Japanese regional railway company

Aoimori Railway Company (青い森鉄道株式会社, Aoimori Tetsudō Kabushiki-gaisha) is a third-sector railway company that operates the Aoimori Railway Line in Aomori Prefecture, Japan. Its headquarters are located in the city of Aomori. The government of Aomori Prefecture and the city of Aomori are the primary shareholders of the company.

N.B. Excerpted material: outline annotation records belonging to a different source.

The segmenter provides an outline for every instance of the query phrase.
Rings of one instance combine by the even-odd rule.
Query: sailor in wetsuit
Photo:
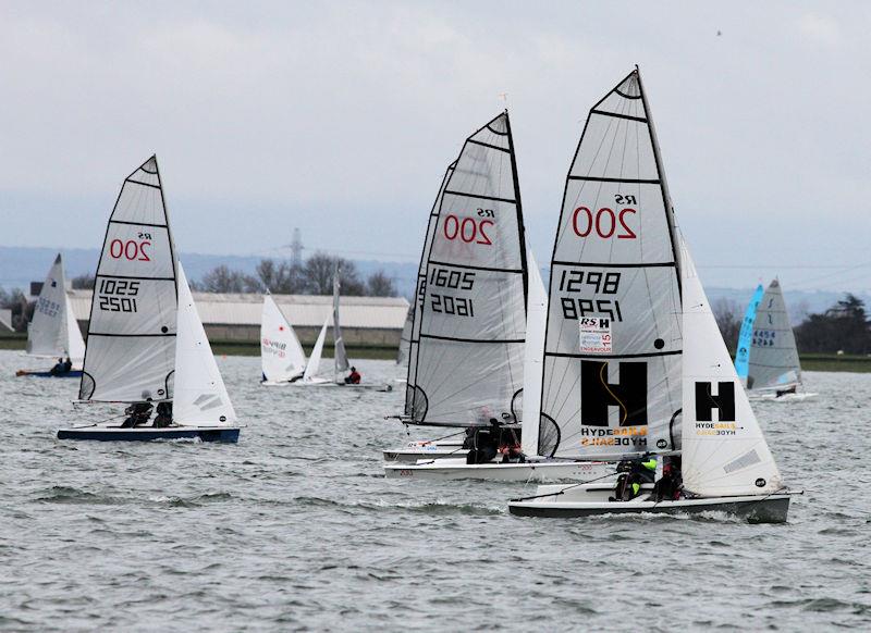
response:
[[[134,402],[126,409],[124,409],[124,413],[127,414],[127,419],[124,420],[124,423],[121,425],[122,429],[135,429],[136,426],[144,426],[148,423],[148,419],[151,417],[151,402]]]

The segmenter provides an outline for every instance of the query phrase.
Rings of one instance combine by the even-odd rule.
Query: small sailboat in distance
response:
[[[512,500],[511,513],[721,511],[786,521],[795,493],[783,482],[674,225],[637,69],[590,111],[569,178],[576,183],[566,187],[561,229],[566,214],[571,224],[557,235],[551,269],[539,444],[556,455],[563,447],[623,450],[639,464],[658,455],[670,473],[683,471],[683,492],[676,496],[673,486],[666,497],[662,487],[636,482],[627,498],[617,497],[613,483],[540,485],[533,496]],[[554,287],[571,303],[557,302]],[[578,324],[569,331],[561,321],[572,316]],[[573,438],[574,447],[566,443]],[[678,481],[673,476],[668,482]]]
[[[306,353],[287,318],[272,295],[263,296],[260,318],[260,369],[262,384],[282,385],[303,377]]]
[[[16,376],[82,377],[85,340],[66,294],[61,253],[54,258],[34,306],[34,315],[27,326],[27,356],[58,358],[59,363],[47,371],[19,370]]]
[[[238,439],[235,410],[175,256],[156,157],[127,176],[109,219],[79,401],[127,404],[127,418],[61,429],[59,439]]]
[[[747,363],[747,394],[751,400],[778,402],[807,400],[817,395],[799,390],[800,386],[801,361],[796,337],[781,283],[774,278],[756,310]]]

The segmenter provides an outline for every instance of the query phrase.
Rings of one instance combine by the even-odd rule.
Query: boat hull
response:
[[[590,461],[528,461],[526,463],[466,463],[465,459],[420,460],[384,464],[388,479],[489,480],[503,482],[584,481],[616,476],[614,466]]]
[[[585,491],[566,489],[562,498],[560,488],[565,486],[542,486],[543,496],[516,500],[508,504],[508,511],[517,517],[542,517],[552,519],[601,517],[613,514],[704,514],[725,513],[746,520],[748,523],[785,523],[789,511],[789,494],[744,497],[713,497],[678,499],[676,501],[647,500],[649,495],[631,501],[609,501],[613,488],[589,486]],[[649,486],[645,486],[649,488]],[[585,499],[588,497],[588,499]]]
[[[30,372],[20,370],[15,373],[16,376],[27,376],[32,378],[81,378],[82,370],[71,370],[63,374],[52,374],[51,372]]]
[[[449,457],[465,459],[467,448],[462,442],[410,442],[401,448],[389,448],[382,451],[384,461],[398,463],[417,463],[418,460],[445,459]]]
[[[155,442],[170,439],[199,439],[200,442],[238,442],[238,427],[171,426],[168,429],[120,429],[79,426],[60,429],[58,439],[87,439],[91,442]]]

The railway facilities and tracks are owned by the prefectural government of Aomori as a "Category 3 Railway Business" under the Railway Business Act of Japan. Aoimori Railway Company leases these facilities from the prefectural government and is responsible for operation of passenger trains on the tracks. This scheme is intended to mitigate the company's burden as an owner of fixed assets and is known as "track/service separation" (上下分離方式, jōge bunri hōshiki).

== Line ==

- Aoimori Railway Line

==History==
Aoimori Railway Company was founded on 25 May 2001. Following the beginning of Tōhoku Shinkansen services between Morioka Station and Hachinohe Station on 1 December 2002, the company began operating services along the former Tōhoku Main Line – the corresponding section of which was subsequently renamed as the Aoimori Railway Line – between Metoki Station and Hachinohe Station. When the shinkansen was extended north from Hachinohe to Shin-Aomori Station on 4 December 2010, the company assumed control of the bypassed section of the Tōhoku Main Line between Hachinohe Station and Aomori Station and added it to the Aoimori Railway Line.

==Mascot==

Referencing the literal meaning of its Japanese name, Aoimori Railway's mascot is named Mōrī ("Molly"), an anthropomorphic blue tree.